Animating GPX Tracks

Abhijit, 13 December 2023

I had been struggling to animate / plot GPX files from my rides and commutes. Strava has Flyby (and Strava Premium now has an animation option); Relive.cc has a nice 3D pan and zoom effect with elevation included, but that does not support multiple tracks. Last week I was pleasantly surprised to find a fully open source tool for animating GPX tracks called GPX Animator.

The setup is surprisingly straightforward - just follow the installation intructions. Getting the GPX files themselves was not an issue; I just exported from Strava/RideWithGPS. I also had some tracks in Google Fit, for which simple exports don’t work (but that’s a rant for another time) - but it is possible to export via Google Takeout and then convert the files to usable GPX tracks using GOTOES.
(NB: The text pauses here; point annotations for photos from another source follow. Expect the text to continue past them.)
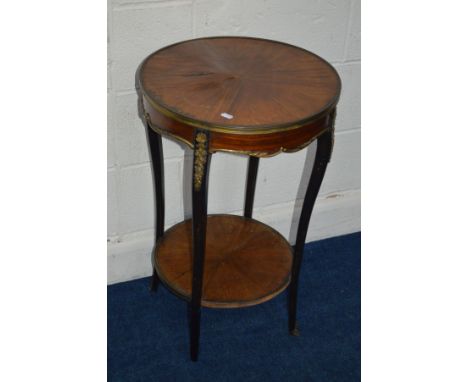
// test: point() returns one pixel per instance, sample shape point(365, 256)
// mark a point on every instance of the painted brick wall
point(136, 28)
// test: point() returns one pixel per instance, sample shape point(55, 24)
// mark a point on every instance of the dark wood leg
point(201, 164)
point(157, 159)
point(322, 157)
point(250, 189)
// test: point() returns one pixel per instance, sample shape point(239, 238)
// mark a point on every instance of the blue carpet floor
point(148, 333)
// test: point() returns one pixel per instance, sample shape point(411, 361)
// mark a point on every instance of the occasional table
point(243, 95)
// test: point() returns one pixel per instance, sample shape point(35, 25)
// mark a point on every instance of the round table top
point(239, 83)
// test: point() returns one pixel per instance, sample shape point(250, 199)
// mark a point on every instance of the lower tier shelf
point(246, 262)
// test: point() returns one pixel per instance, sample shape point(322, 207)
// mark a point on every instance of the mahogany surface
point(246, 262)
point(278, 97)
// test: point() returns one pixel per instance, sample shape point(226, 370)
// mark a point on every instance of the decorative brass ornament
point(200, 159)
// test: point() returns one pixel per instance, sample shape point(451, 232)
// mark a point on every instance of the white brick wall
point(137, 28)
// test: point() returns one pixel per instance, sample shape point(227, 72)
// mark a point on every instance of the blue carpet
point(148, 336)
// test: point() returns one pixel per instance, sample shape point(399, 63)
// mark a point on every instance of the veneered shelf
point(246, 261)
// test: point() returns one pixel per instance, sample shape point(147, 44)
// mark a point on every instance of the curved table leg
point(201, 164)
point(322, 157)
point(157, 160)
point(250, 189)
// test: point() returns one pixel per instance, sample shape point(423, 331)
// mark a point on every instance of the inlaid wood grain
point(246, 262)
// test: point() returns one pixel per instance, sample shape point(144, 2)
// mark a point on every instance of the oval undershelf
point(246, 262)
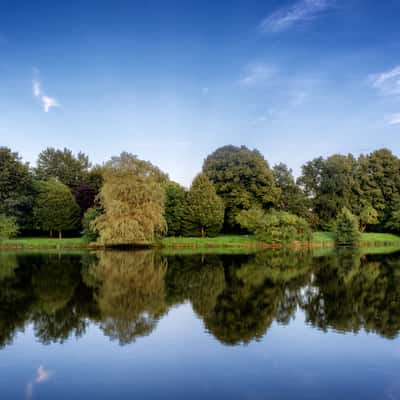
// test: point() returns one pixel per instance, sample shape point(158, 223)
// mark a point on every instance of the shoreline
point(244, 242)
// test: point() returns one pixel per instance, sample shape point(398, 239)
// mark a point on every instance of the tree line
point(128, 201)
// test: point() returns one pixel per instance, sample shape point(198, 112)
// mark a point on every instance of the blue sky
point(171, 81)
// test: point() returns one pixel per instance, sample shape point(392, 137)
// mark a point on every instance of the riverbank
point(320, 239)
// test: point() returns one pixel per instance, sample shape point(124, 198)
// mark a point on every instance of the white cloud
point(393, 119)
point(286, 18)
point(36, 88)
point(47, 101)
point(387, 82)
point(257, 74)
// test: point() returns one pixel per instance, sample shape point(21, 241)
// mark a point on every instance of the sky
point(171, 81)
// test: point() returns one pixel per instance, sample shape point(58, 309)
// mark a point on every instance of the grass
point(232, 242)
point(320, 239)
point(38, 242)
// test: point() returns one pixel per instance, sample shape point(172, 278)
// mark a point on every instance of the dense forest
point(127, 200)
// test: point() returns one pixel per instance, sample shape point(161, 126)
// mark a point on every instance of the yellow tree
point(132, 197)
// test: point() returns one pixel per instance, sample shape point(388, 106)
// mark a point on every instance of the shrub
point(8, 227)
point(347, 228)
point(90, 232)
point(275, 226)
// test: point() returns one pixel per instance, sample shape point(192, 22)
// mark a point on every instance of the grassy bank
point(43, 243)
point(320, 239)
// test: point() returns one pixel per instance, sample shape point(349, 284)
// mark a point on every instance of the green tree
point(242, 178)
point(204, 209)
point(347, 228)
point(368, 216)
point(8, 227)
point(55, 207)
point(292, 198)
point(174, 213)
point(132, 198)
point(275, 226)
point(393, 223)
point(63, 165)
point(379, 177)
point(331, 184)
point(16, 188)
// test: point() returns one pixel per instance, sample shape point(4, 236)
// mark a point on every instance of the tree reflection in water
point(238, 297)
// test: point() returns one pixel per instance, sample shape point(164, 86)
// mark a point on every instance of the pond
point(145, 325)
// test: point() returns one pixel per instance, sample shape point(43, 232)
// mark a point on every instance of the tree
point(132, 197)
point(347, 228)
point(292, 198)
point(242, 178)
point(379, 177)
point(204, 209)
point(63, 165)
point(55, 207)
point(90, 232)
point(393, 223)
point(8, 227)
point(175, 198)
point(331, 184)
point(16, 188)
point(275, 226)
point(368, 216)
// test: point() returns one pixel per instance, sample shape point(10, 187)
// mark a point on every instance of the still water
point(142, 325)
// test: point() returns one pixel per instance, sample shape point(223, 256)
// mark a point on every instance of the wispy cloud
point(387, 82)
point(257, 74)
point(288, 17)
point(393, 119)
point(47, 101)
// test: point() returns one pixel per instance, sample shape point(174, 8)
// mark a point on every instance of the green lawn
point(37, 242)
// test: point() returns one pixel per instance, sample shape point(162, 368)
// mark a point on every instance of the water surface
point(142, 325)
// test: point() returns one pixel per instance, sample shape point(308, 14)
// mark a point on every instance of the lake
point(143, 325)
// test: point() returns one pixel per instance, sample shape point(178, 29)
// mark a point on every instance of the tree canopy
point(242, 178)
point(55, 207)
point(132, 197)
point(204, 215)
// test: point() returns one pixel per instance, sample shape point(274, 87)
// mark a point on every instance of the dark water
point(140, 325)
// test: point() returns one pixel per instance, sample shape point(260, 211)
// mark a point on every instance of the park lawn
point(40, 242)
point(218, 241)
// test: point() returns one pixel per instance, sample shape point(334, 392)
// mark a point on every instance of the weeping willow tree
point(132, 197)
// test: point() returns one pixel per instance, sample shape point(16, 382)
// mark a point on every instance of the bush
point(275, 226)
point(347, 228)
point(90, 232)
point(8, 227)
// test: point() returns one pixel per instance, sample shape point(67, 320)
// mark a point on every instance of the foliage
point(132, 197)
point(380, 182)
point(368, 216)
point(63, 165)
point(55, 207)
point(16, 188)
point(8, 227)
point(292, 198)
point(331, 184)
point(204, 213)
point(347, 228)
point(242, 178)
point(393, 223)
point(174, 213)
point(90, 232)
point(275, 226)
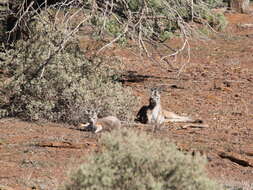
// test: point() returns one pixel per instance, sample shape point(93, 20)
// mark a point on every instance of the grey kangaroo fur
point(155, 114)
point(96, 124)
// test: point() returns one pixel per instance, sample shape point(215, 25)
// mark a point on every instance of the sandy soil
point(216, 86)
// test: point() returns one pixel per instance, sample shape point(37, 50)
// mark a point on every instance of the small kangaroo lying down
point(96, 124)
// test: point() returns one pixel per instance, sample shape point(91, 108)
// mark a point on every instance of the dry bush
point(137, 161)
point(47, 77)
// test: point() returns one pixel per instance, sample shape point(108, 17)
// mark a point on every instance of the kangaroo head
point(92, 117)
point(154, 98)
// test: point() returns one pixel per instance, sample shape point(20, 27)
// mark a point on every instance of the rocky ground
point(216, 85)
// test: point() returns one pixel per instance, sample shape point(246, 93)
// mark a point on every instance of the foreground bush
point(48, 77)
point(136, 161)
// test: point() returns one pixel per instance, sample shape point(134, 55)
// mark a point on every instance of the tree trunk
point(241, 6)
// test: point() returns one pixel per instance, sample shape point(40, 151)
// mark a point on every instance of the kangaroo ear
point(98, 128)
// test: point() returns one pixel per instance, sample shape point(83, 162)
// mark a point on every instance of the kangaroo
point(96, 124)
point(154, 114)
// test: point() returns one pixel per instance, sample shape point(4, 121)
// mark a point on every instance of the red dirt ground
point(216, 86)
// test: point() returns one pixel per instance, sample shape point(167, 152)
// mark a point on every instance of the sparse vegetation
point(46, 81)
point(137, 161)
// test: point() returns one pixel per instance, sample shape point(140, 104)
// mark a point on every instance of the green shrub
point(137, 161)
point(49, 78)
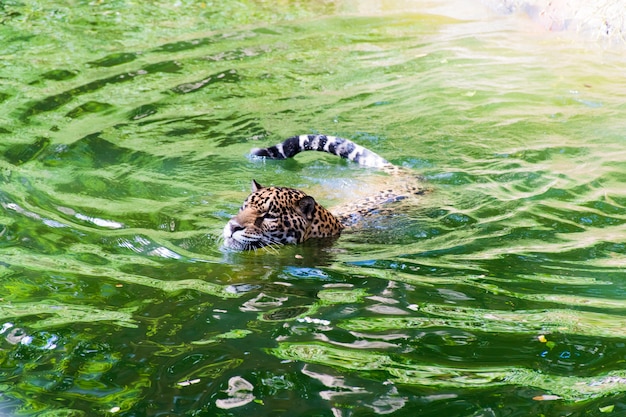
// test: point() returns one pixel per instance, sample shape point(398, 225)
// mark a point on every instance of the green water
point(124, 132)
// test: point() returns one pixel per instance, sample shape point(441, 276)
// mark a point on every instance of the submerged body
point(279, 215)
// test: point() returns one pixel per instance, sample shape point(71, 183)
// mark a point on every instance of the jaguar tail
point(342, 147)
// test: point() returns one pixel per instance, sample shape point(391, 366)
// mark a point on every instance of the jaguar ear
point(307, 206)
point(256, 186)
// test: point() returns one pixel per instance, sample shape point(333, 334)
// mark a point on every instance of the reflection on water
point(503, 293)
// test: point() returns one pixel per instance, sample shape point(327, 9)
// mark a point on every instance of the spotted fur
point(279, 215)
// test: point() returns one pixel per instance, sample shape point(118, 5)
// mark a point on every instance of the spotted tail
point(331, 144)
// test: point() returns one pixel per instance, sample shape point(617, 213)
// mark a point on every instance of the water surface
point(125, 137)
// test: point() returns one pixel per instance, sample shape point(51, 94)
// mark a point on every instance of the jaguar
point(275, 215)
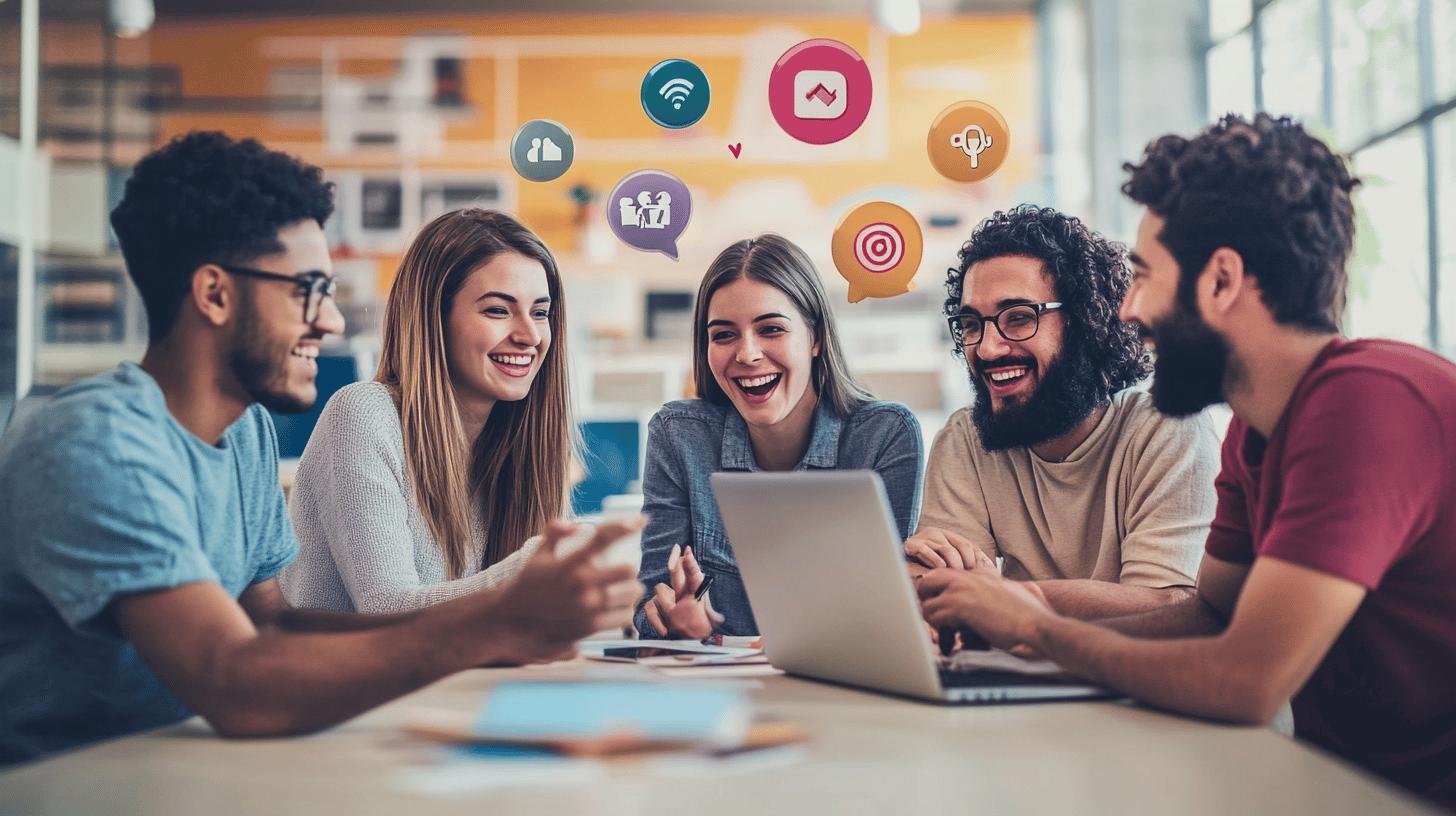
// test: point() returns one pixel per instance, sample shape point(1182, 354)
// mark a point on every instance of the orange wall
point(599, 96)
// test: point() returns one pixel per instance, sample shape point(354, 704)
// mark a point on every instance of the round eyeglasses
point(1015, 322)
point(315, 286)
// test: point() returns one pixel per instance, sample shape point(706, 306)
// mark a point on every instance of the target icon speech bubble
point(877, 248)
point(880, 246)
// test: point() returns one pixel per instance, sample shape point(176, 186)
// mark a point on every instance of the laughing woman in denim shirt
point(773, 395)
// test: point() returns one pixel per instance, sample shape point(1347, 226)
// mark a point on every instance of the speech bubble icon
point(877, 248)
point(648, 210)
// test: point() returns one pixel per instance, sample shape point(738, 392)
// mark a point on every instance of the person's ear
point(1220, 284)
point(213, 293)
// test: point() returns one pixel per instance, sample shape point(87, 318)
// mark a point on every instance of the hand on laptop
point(558, 599)
point(674, 611)
point(1002, 611)
point(935, 548)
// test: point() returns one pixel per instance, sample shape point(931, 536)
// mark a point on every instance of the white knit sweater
point(363, 544)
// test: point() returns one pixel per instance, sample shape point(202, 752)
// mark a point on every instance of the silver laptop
point(826, 574)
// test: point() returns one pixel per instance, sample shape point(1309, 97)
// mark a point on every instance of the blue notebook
point(588, 710)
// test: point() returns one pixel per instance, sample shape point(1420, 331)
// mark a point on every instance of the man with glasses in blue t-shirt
point(141, 519)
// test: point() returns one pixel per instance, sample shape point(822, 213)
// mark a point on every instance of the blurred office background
point(409, 108)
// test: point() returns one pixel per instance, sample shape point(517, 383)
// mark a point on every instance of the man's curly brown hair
point(1267, 190)
point(1088, 273)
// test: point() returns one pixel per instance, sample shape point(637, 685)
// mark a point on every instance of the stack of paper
point(597, 719)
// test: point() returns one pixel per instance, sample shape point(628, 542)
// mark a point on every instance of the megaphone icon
point(971, 146)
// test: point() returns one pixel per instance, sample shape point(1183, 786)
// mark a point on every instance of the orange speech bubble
point(877, 248)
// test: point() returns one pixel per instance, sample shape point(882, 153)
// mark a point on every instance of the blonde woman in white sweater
point(427, 483)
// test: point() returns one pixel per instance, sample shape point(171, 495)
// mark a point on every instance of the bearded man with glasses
point(1062, 467)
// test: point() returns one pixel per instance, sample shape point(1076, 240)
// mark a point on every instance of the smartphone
point(639, 652)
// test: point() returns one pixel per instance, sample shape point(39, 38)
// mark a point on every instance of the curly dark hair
point(1267, 190)
point(1089, 274)
point(208, 198)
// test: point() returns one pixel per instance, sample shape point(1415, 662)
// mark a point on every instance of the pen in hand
point(702, 587)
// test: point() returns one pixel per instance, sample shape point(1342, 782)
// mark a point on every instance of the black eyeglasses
point(315, 286)
point(1014, 322)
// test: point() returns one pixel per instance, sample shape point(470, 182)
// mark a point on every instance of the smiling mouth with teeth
point(757, 385)
point(1006, 375)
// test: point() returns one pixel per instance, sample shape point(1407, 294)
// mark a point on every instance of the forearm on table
point(1187, 675)
point(283, 682)
point(1191, 617)
point(1088, 599)
point(402, 599)
point(302, 621)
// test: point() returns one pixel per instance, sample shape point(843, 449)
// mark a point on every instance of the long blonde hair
point(517, 468)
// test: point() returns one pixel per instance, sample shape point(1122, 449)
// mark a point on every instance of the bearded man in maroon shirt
point(1330, 576)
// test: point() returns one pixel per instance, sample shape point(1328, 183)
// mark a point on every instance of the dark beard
point(1066, 395)
point(261, 369)
point(1191, 365)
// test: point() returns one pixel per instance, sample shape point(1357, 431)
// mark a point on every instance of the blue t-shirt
point(104, 494)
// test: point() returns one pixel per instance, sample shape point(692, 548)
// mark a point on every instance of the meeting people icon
point(645, 212)
point(648, 210)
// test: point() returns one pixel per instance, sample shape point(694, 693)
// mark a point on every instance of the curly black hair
point(201, 198)
point(1089, 274)
point(1267, 190)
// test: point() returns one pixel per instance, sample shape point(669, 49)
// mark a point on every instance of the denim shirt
point(692, 439)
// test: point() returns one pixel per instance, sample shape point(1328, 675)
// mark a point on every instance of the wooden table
point(868, 754)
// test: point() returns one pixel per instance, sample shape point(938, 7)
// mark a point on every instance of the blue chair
point(294, 430)
point(612, 462)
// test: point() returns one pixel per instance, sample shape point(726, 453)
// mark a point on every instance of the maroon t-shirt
point(1359, 480)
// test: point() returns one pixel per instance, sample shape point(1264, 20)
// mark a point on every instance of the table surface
point(867, 754)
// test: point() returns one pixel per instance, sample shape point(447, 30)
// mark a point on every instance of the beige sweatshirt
point(1130, 504)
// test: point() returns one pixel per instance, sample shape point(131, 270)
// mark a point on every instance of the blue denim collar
point(823, 452)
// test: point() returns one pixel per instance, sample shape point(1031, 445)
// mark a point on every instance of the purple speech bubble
point(648, 210)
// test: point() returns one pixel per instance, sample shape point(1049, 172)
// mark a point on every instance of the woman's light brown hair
point(779, 263)
point(517, 468)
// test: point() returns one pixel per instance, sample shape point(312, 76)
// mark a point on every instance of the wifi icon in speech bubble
point(674, 93)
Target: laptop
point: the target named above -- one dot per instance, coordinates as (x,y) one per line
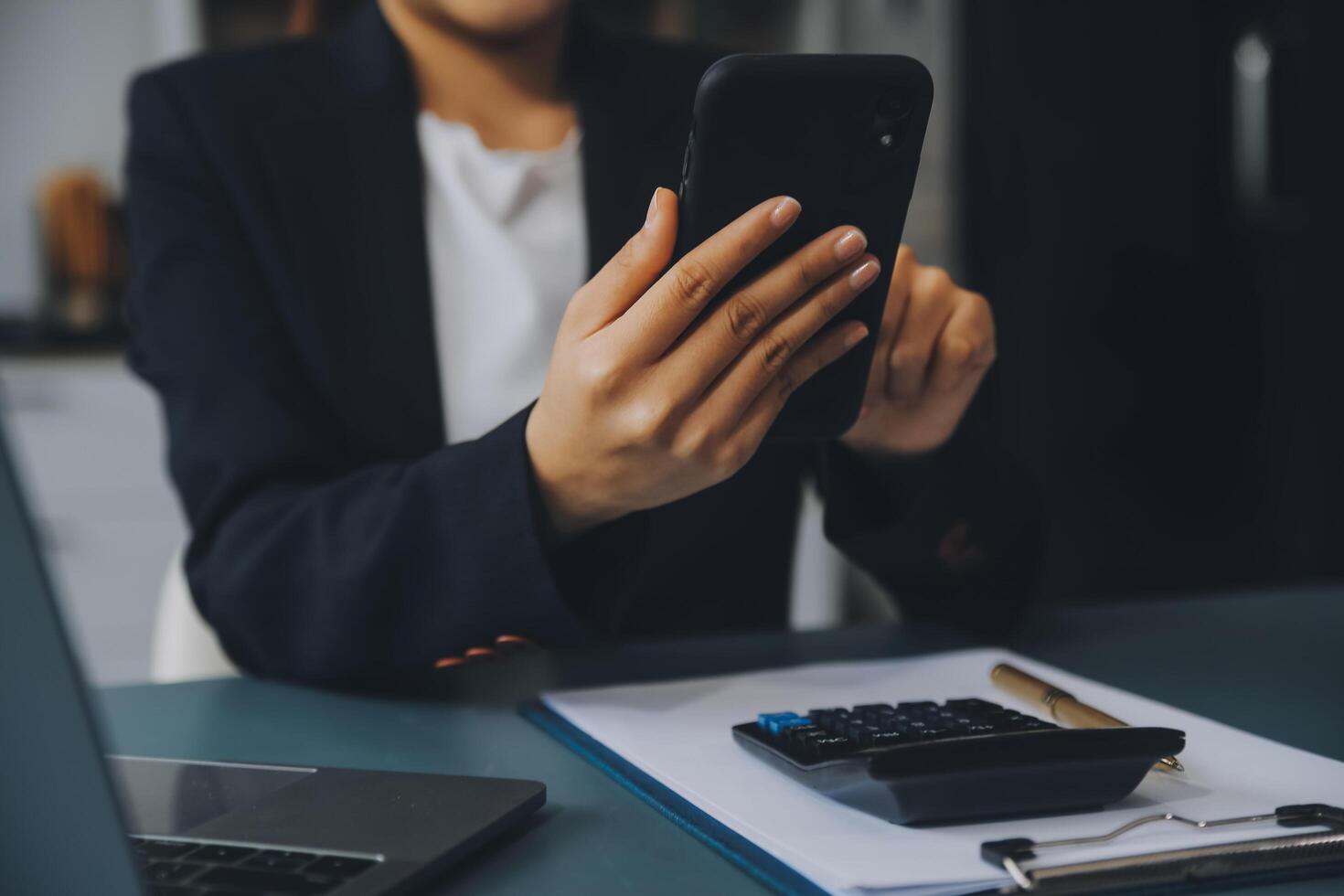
(73,821)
Once I had the GPX files, all I had to do was load them into the GPX Animator, set the options, and I had the results! The workflow is here and the results are here.

Here are some notes:

  1. The setting for zoom level, viewport an canvas size are a little non-intuitive to me. The way I understood it was that the zoom level defines the tiles that get pulled from the tile server. The zoom level can never change during a video because the tiles are always to one zoom level. The canvas size defines the total extent of the all the tiles that get pulled. So basically if a GPS trace is 10km long and is captured completele in a cavas of WxL pixels, then a 20km long trace will need a canvas that is Wx2L or 2WxL. The viewport defines the portion of the canvas that is in the frame at any instant.

  2. The viewport will always be centered on the last track. If you want all trackpoints to be in view the zoom level should be selected appropriately.

  3. When multiple tracks start at different times, an offset can be added to make all the visualisations “start” at the same time.